The obscenity law specialist Myles Jackman announced yesterday that Holland would be launching a judicial review against the extreme porn law.

This is good news indeed; besides potentially overturning an atrocious piece of legislation, it may also help disrupt yet another bad law, the impending “rape porn” legislation, which, rather than criminalising porn featuring rape (as it sounds), will leave police and a judge to decide whether a sex act looks like it might be non-consensual, and would thus criminalise bondage and other non-standard – but consenting – sex acts.

In the mean time, millions of people risk being branded sex offenders simply for receiving a message from a friend (or enemy) or browsing the web. They can, to some extent, protect themselves by using private browser settings, and asking their friends not to share any kind of sexual imagery. But it is ludicrous that they should have to.

7 thoughts on “Tiger Porn: “Extreme Porn” Law to be Challenged”

    1. Almost none.
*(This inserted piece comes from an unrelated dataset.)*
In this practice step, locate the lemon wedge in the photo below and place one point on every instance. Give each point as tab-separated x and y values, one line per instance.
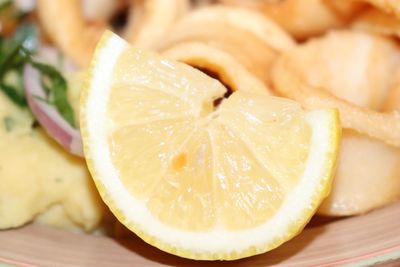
196	175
In fact, a lot of it doesn’t feature “rape play” either – simply scenarios that might be deemed to be non-consensual. Which could cover almost any sexual scenario whatsoever.
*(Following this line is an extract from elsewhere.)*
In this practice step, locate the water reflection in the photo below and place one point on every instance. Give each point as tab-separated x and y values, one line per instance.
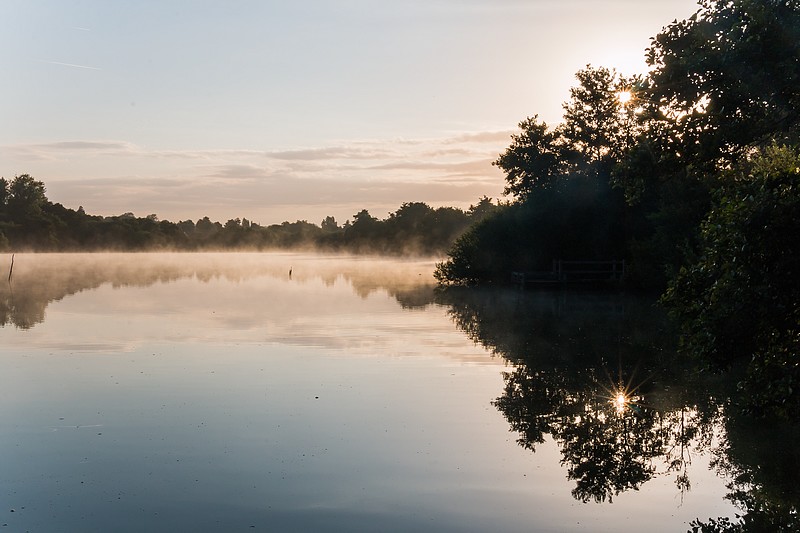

  1. The Tiger porn case would be hilarious if it didnt have such tragic consequences for those involved.

    I hate the term “rape porn” where “rough sex” would be more appropriate In all my years producing porn and editing for other producers I have never seen anything more than rough sex and maybe a few harsh words exchanged that if you were sitting in a dark room with a box of tissues might aid you well to personal pleasure but in a court room leave you feeling guilty and glowing with deep shame and self loathing.

    Hard sex sells because a lot of the end users don’t use it to admire the cinematography and subtle use of lighting or great soundtrack. They use hard sex to ..ahem, pardon the expression m’lud…Smash one out!